Under Armour, Inc. (NYSE:UA) reported first-quarter fiscal 2026 results that missed analyst expectations, causing its shares to drop sharply by 13.6% after the company issued a weak outlook that fell well below Wall Street forecasts.
The athletic apparel maker posted adjusted earnings per share of $0.02, slightly under the $0.03 estimate. Revenue declined 4% year over year to $1.1 billion, falling short of the consensus forecast of $1.13 billion. The company’s guidance for the second quarter was particularly disappointing, projecting earnings between $0.01 and $0.02 per share — far below the anticipated $0.26.
“We are pleased our quarterly results met or exceeded our expectations as we drive a bold transformation – sharpening Under Armour into a brand where sports credibility, innovation and style meet operational discipline,” said Kevin Plank, Under Armour’s President and CEO.

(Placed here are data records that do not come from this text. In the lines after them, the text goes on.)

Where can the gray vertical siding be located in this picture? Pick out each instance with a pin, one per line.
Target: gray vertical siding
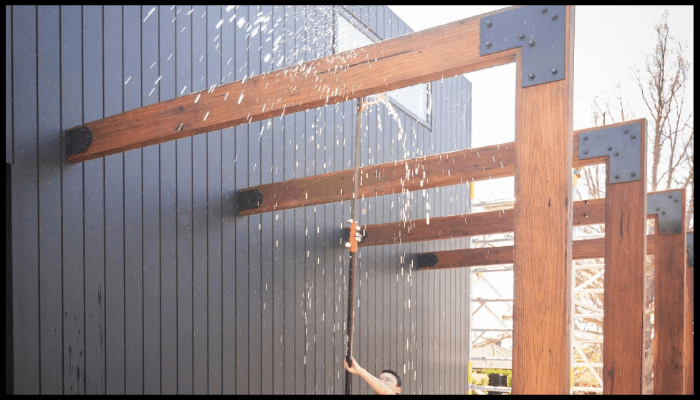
(133, 273)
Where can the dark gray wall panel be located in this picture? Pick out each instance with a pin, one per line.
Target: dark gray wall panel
(137, 271)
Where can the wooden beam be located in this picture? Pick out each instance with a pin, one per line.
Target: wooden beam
(542, 227)
(669, 308)
(466, 258)
(624, 300)
(419, 57)
(586, 212)
(452, 168)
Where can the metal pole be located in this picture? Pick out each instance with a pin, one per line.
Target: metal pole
(353, 248)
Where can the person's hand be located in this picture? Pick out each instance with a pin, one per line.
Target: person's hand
(355, 369)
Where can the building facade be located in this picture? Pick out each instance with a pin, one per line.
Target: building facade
(133, 273)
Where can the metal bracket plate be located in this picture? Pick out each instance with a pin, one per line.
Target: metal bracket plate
(689, 246)
(77, 140)
(539, 30)
(621, 144)
(249, 199)
(426, 260)
(669, 209)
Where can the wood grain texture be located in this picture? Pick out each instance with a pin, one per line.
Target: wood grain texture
(586, 212)
(689, 330)
(669, 316)
(580, 250)
(542, 228)
(625, 253)
(452, 168)
(419, 57)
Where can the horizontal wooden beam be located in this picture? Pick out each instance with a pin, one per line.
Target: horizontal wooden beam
(586, 212)
(419, 57)
(452, 168)
(581, 249)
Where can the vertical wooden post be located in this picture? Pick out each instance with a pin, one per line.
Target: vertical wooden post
(669, 307)
(625, 253)
(542, 226)
(689, 324)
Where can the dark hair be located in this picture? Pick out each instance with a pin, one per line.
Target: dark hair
(391, 371)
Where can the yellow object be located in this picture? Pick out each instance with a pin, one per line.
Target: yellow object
(353, 237)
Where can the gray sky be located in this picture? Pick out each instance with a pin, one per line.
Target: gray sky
(609, 42)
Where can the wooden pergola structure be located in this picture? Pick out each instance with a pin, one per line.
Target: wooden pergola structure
(540, 40)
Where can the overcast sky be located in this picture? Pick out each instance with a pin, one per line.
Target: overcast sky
(609, 43)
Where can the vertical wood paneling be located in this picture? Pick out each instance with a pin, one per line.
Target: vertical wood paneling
(200, 284)
(168, 207)
(112, 296)
(94, 204)
(50, 300)
(213, 72)
(165, 289)
(228, 221)
(25, 235)
(183, 201)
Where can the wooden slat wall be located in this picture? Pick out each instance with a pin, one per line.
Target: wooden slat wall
(133, 273)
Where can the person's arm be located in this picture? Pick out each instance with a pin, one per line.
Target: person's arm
(378, 386)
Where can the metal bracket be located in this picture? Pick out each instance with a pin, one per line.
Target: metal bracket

North American revenue slipped 5% to $670 million, while international sales dipped 1% to $467 million. Footwear sales were hit hardest, falling 14% to $266 million, whereas apparel revenue saw a modest 1% decline to $747 million. Accessories were a bright spot, growing 8% to $100 million.
Under Armour’s gross margin improved by 70 basis points to 48.2%, mainly benefiting from favorable currency movements, pricing, and product mix. However, the company expects gross margin to shrink by 340 to 360 basis points in the second quarter, citing supply chain challenges and anticipated tariff effects.
The company is moving forward with a restructuring plan unveiled in May 2024 aimed at boosting financial and operational efficiency. The restructuring is expected to cost between $140 million and $160 million, with $71 million already recognized in charges by the end of Q1.
Looking ahead to Q2, Under Armour forecasts a 6-7% revenue decline, including a mid-to-high single-digit drop in North America and a low-teen percentage fall in Asia-Pacific, partially offset by high-single-digit growth in the EMEA region.